Detection Methods for CVE-2026-8328
Indicators of Compromise
- Outbound FTP PORT commands issued by Python processes that reference internal RFC1918 addresses or cloud metadata IPs such as 169.254.169.254.
- 227 PASV responses from external FTP servers containing host octets that do not match the established TCP peer address.
- Unexpected TCP connections from FTP servers to internal services on non-FTP ports.
Detection Strategies
- Inspect FTP control traffic at egress points and alert when 227 response addresses diverge from the connected server IP.
- Audit Python applications for calls to ftplib.FTP.ftpcp() and instrument them to log parsed PASV tuples.
- Correlate process telemetry showing python executing ftplib with outbound connections to sensitive internal CIDRs.
Monitoring Recommendations
- Enable network flow logging on hosts that perform automated FTP transfers and baseline expected destinations.
- Monitor cloud metadata endpoints for anomalous source processes, especially Python interpreters.

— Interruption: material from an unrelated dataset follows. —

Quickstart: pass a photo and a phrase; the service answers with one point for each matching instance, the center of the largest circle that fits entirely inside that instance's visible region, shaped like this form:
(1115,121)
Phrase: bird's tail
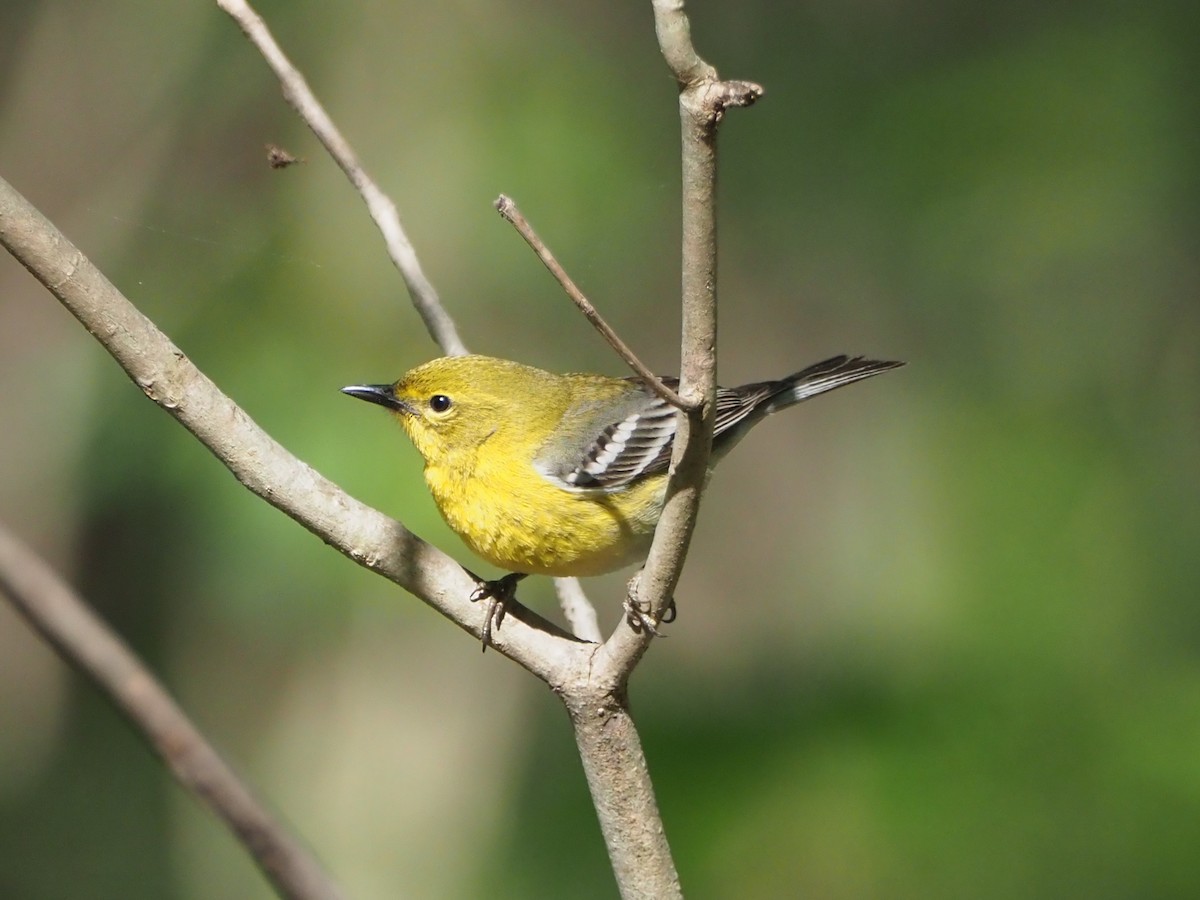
(820,378)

- Capture and review FTP PORT/EPRT commands forwarded to destination servers for non-routable or sensitive targets.
How to Mitigate CVE-2026-8328
Immediate Actions Required
- Inventory all uses of ftplib.FTP.ftpcp() across internal codebases and CI pipelines.
- Restrict outbound FTP traffic from application hosts to known, trusted FTP endpoints only.
- Apply the upstream CPython patch from Pull Request #149648 once released in your Python version stream.
Patch Information
The fix extends the CVE-2021-4189 mitigation to ftpcp() by validating that the address returned by parse227() matches the FTP control connection's peer address before passing it to sendport(). Track distribution-specific Python package updates and the Python Security Announcement Thread for backport availability.
Workarounds
- Avoid ftpcp() and implement server-to-server copy logic that explicitly validates the PASV host against the source server's peer address.
- Wrap ftpcp() calls with a custom override of parse227() that discards the supplied IP and substitutes self.sock.getpeername()[0].
- Use SFTP or HTTPS-based file transfer protocols for untrusted source servers, eliminating the FTP data channel trust issue entirely.
# Egress firewall example: restrict Python FTP clients to a known server allowlist
iptables -A OUTPUT -m owner --uid-owner appuser -p tcp --dport 21 -d 203.0.113.10 -j ACCEPT
iptables -A OUTPUT -m owner --uid-owner appuser -p tcp --dport 21 -j REJECT
# Block access to cloud metadata from application host
iptables -A OUTPUT -d 169.254.169.254 -j REJECT
Disclaimer: This content was generated using AI. While we strive for accuracy, please verify critical information with official sources.